Мы стояли у дверей, и они осыпали меня поцелуями – а то вдруг некому будет меня обнимать-целовать до следующего их приезда. И в последний момент, когда они уже стояли на лестничной клетке, Рахелика подошла и шепнула мне на ухо:
– Габриэлочка, не пора ли помириться с папой? Знаешь, как он переживает из-за тебя! Ночами не спит! – Прекрасно спит, – вмешалась Бекки. – Спит со своей мадьяркой в постели Луны и не стесняется.
– Перестань, не подливай масла в огонь, – осадила ее Рахелика. – Давид – мужчина, у мужчин это всегда так. Жизнь не кончена.
– По мне, можешь не разговаривать с ним хоть всю жизнь, – фыркнула Бекки. – Я вот тоже с ним не разговариваю, и пусть ему будет стыдно.

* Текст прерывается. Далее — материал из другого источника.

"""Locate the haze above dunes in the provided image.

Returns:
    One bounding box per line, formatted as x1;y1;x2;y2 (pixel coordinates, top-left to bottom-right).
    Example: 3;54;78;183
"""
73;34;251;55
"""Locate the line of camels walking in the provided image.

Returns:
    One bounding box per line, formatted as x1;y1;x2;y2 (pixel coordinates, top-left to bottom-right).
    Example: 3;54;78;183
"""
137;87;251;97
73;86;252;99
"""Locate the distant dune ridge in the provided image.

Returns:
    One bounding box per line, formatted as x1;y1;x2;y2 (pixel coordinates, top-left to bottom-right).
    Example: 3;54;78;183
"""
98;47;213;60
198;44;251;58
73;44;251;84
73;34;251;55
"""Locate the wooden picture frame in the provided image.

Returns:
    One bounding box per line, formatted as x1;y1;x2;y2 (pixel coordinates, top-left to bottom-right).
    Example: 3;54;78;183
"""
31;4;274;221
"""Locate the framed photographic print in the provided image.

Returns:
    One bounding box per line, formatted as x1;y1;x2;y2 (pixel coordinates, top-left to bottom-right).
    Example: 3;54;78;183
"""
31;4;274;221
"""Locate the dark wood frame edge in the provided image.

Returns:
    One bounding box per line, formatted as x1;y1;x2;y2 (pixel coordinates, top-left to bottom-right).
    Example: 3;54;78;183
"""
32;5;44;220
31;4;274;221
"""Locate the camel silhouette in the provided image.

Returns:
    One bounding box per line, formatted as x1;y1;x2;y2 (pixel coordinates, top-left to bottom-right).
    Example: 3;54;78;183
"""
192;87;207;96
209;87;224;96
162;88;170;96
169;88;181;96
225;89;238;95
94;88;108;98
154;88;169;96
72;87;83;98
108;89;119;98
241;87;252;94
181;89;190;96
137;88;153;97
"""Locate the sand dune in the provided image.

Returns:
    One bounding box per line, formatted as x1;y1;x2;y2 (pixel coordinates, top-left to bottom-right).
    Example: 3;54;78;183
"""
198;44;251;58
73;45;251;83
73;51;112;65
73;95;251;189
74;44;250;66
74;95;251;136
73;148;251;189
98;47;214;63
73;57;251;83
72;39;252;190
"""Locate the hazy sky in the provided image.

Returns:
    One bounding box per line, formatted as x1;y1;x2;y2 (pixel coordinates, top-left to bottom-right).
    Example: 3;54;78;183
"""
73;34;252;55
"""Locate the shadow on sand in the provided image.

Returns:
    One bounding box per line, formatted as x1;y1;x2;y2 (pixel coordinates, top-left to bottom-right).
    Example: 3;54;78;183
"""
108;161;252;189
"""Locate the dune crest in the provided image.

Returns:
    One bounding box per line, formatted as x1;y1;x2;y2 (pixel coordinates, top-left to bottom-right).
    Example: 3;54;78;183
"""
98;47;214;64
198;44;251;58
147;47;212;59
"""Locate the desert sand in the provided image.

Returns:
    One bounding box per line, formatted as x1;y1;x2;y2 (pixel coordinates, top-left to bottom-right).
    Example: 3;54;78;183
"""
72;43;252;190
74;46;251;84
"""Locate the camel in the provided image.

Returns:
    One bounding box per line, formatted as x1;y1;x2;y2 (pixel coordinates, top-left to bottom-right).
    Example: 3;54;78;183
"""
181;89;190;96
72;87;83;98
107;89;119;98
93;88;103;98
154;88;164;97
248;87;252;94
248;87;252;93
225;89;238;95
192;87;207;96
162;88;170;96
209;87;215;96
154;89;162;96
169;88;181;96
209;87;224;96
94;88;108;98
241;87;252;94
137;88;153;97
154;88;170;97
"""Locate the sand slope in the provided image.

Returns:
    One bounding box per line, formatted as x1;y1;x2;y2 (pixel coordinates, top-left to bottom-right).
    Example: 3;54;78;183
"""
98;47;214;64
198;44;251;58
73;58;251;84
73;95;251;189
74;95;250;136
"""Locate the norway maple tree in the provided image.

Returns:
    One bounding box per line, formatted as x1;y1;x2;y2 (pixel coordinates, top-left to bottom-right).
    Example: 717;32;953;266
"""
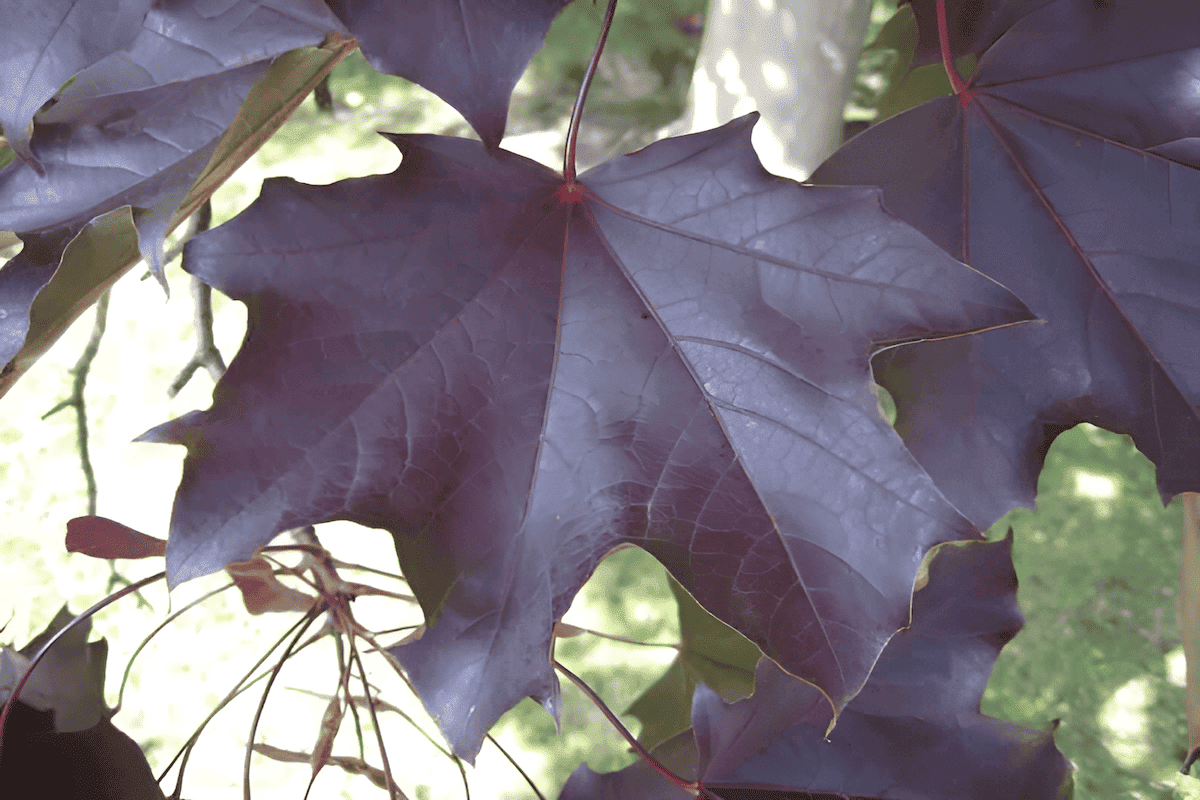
0;0;1196;798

– Рахелика, – спросила я свою добрую и всегда рассудительную тетю, – а ты не сердишься на папу за то, что он привел эту женщину в мамин дом?
– Еще как сержусь, но что можно сделать? Твоя мама уже не вернется, а папе нужна новая жена, да и Рони, пожалуй, нужна новая мама.
– Новая мама! – вспыхнула Бекки. – Что ты несешь! Что, Рони младенец? Здоровый парень, ему скоро в армию. У него есть мы с тобой, слава богу, и не нужна ему никакая новая мама.
– Ему нужен папа, который будет вести себя по-человечески, – сказала я тихо, – а не приводить в наш дом потаскух.
– Не ругайся, солнышко, – остановила меня Рахелика.
– Для этой мадьярки других слов нет! – вспылила Бекки. – Габриэла права. Каждый раз, когда я думаю о Давиде, меня трясет от злости. Ну как ему не стыдно, как он может так поступать?!
– Не тяни меня за язык, не заставляй говорить вещи, о которых я потом пожалею, – тихо сказала Рахелика.
– Ну тогда лучше ничего не говори. Я очень надеюсь, что Луна тебя сейчас не слышит.
– О чем вы?
Я была сбита с толку. Чтобы Рахелика сказала худое слово о сестре, с которой была так близка, да еще теперь, после ее смерти, когда они обе чуть ли не возвели ее в ранг святых?